22 September 2008

Meu cabelo não amassa mais quando eu acordo. Eu levanto, com gosto de guarda-chuva no céu da boca ainda, e ele escorre, fininho, esquisito, pra minha orelha. A cabeleireira rasgou uma navalha fácil para umas pontas quase sem graça. Elas ficam me olhando agora no espelho, arrebitando pra ver se eu dou bola pra essa cara diferente, esse cabelo escorrido. É o progresso da televisão; progressiva fede. Eu não disse que eu to feia, muito pelo contrário, depilo o buço e faço a unha da mão toda semana; o pêlo da cara é cruel no vídeo.

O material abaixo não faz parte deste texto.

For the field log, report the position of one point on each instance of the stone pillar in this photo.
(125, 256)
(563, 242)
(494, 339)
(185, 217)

Televisão ainda não tem cheiro, que bom, porquê eu lavo as roupas pela madrugada e elas não aceitam mais, tão bem, 10 horas de varal sem amaciante. O lençol nem carece mais de ser fresquinho, nem durmo mais de conchinha. Homem só os 110 que entram terça, quinta e sábado na programação. A dor que o corno deixou é da dor de quem se transforma. O médico vem de mansinho, abre a porta da minha geladeira; entra no meu quarto, brinca com minhas músicas e deixa a casa arreganhada para o mostro, que de álcool e ácido, vem querendo, no repente, me bater. Não aconteceu nada, mais eu fiquei atônita e gelada, feito meu cabelo novo sem graça.